榊原 沙奈さかきばら さな/榊原行政書士事務所 代表行政書士
やぎ座のO型。趣味は写真を撮ること、神社をめぐること。

労災保険とは

労災保険とは、業務上または通勤中の事故、災害等による怪我、病気、障害、死亡に対し、補償を行う制度です。

雇用保険とあわせて「労働保険」と呼ばれることもあります。

労災保険の対象

労災保険による補償の対象には、下記が含まれます。

  1. 業務災害
  2. 通勤災害

1.業務災害

業務災害とは、怪我や病気の原因となった事由について、業務起因性、業務遂行性が認められる災害を指します。

2.通勤災害

通勤災害とは、合理的な経路、方法での通勤中に負った怪我、病気等を対象とします。

労災の加入条件

労災は、一部の事業を除き、従業員を雇用するすべての事業者に加入義務が課されます。

加入事業所に雇用されていれば、原則、すべての労働者が労災保険の加入対象です。

原則と例外

労災保険は、原則、労働者を1人以上雇用している事業所に加入義務を課しています。

しかし、下記の農林水産業を行う事業所は、労災保険の加入が「任意」とされています。

  • 労働者数5人未満、主に特定の危険・有害な作業を行う事業以外の個人経営の農業
  • 常時使用する労働者はなく、かつ、年間使用延労働者数300人未満の個人経営の林業
  • 労働者数5人未満で行う個人経営の畜産・養蚕・水産(総トン数5トン未満の漁船等による事業など)事業

ただし、上記に該当する事業でも、使用される労働者の過半数が希望した場合、事業者は労災保険に加入する義務を負います。

労災保険の加入対象者

労災保険の加入対象者は、原則、適用事業所に雇用されるすべての労働者です。

ただし、海外派遣者の場合、加入するには所定の手続を経る必要があります。

親族が働いている場合

事業主と同居している親族が従業している場合、下記の要件を満たさない限り、労災保険の加入対象とはなりません。

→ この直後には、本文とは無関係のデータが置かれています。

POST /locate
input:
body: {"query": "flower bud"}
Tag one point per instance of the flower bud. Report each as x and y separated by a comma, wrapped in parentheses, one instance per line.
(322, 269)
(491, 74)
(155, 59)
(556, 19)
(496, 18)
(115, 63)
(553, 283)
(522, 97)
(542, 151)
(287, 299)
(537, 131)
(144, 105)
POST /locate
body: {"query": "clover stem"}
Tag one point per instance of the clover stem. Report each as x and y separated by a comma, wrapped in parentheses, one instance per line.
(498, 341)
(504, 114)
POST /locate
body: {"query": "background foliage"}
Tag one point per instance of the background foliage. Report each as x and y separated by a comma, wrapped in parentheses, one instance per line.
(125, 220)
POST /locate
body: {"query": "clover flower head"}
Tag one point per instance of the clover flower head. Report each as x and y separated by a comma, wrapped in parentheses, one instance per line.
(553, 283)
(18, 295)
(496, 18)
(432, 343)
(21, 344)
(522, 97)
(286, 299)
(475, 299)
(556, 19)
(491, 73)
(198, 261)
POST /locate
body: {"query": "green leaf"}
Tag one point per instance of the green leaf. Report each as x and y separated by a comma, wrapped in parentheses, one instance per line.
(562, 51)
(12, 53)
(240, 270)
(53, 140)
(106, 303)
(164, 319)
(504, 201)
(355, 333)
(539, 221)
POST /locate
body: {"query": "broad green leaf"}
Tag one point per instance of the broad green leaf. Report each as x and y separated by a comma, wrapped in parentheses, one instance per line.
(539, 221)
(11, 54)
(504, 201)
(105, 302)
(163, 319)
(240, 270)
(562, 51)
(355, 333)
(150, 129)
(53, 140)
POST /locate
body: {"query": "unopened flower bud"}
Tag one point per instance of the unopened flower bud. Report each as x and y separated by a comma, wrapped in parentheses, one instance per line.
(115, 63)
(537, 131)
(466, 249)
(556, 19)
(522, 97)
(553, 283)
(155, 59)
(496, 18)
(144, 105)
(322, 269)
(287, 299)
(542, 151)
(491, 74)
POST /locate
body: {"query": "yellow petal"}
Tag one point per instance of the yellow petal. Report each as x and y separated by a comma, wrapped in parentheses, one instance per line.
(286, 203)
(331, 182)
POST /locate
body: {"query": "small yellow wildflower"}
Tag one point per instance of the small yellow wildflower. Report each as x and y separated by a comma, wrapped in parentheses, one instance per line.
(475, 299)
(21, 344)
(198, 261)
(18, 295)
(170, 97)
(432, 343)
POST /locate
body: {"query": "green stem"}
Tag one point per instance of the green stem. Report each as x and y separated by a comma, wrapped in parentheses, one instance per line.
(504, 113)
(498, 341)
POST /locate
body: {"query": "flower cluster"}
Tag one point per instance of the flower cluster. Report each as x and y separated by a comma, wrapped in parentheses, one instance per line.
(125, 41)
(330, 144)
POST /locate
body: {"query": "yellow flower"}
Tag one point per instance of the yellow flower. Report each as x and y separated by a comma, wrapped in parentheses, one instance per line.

  1. 業務について、事業主の指揮命令に従っていることが明確
  2. 就労実態、賃金の支払、その他の条件や管理について、他の労働者と同様

親族だからと、親族外労働者と異なる取扱をしている場合、対象外となる可能性があることに注意しましょう。

労災保険の特別加入制度

労災保険では、原則、事業主や一人親方は加入対象外となります。

しかし、下記のいずれかに該当する場合、労災保険への特別加入が認められます。

1.中小事業主等(a)一定数以下の労働者を常時雇用する事業主
(b)上記以外の家族従業者
(c) (a)以外の法人役員など
2.一人親方その他の自営業者(a)タクシー、トラックのドライバー、デリバリーサービスの配達員
(b)大工、左官、とび職人等、建設業
(c)漁船で水産動植物を採る事業
(d)林業に関わる事業
(e)医薬品の配置販売者
(f)廃棄物業者、解体事業者
(g)船員
(h)柔道整復師
(i)創業支援等措置に基づき社会貢献事業等を行う高年齢者など
3.特定作業従事者(a)特定の農作業に従事する人
(b)特定の農業機械作業に従事する人
(c)国、地方公共団体等が実施する職業訓練に従事する人
(d)家内労働者、補助者で、特に危険度の高い作業に従事する人
(e)労働組合等の一任専従役員
(f)介護作業従事者、家事支援従事者
(g)芸能関係作業従事者
(h)アニメーション制作作業従事者
(I)IT関連フリーランスなど
4.海外派遣者(a)日本国内の事業主から、海外事業に労働者として派遣される人
(b)日本国内の事業主から、海外事業(中小規模)に労働者以外の立場として派遣される人
(c)技術協力事業を行う団体から派遣され、開発途上地域で行われる事業に従事する人など

労災保険への加入手続

労災保険への加入手続は、原則、事業主が行います。

開業後に適用事業所としての要件を満たした場合、「保険関係成立届」を事業所の所在地を管轄する労働基準監督署に提出します。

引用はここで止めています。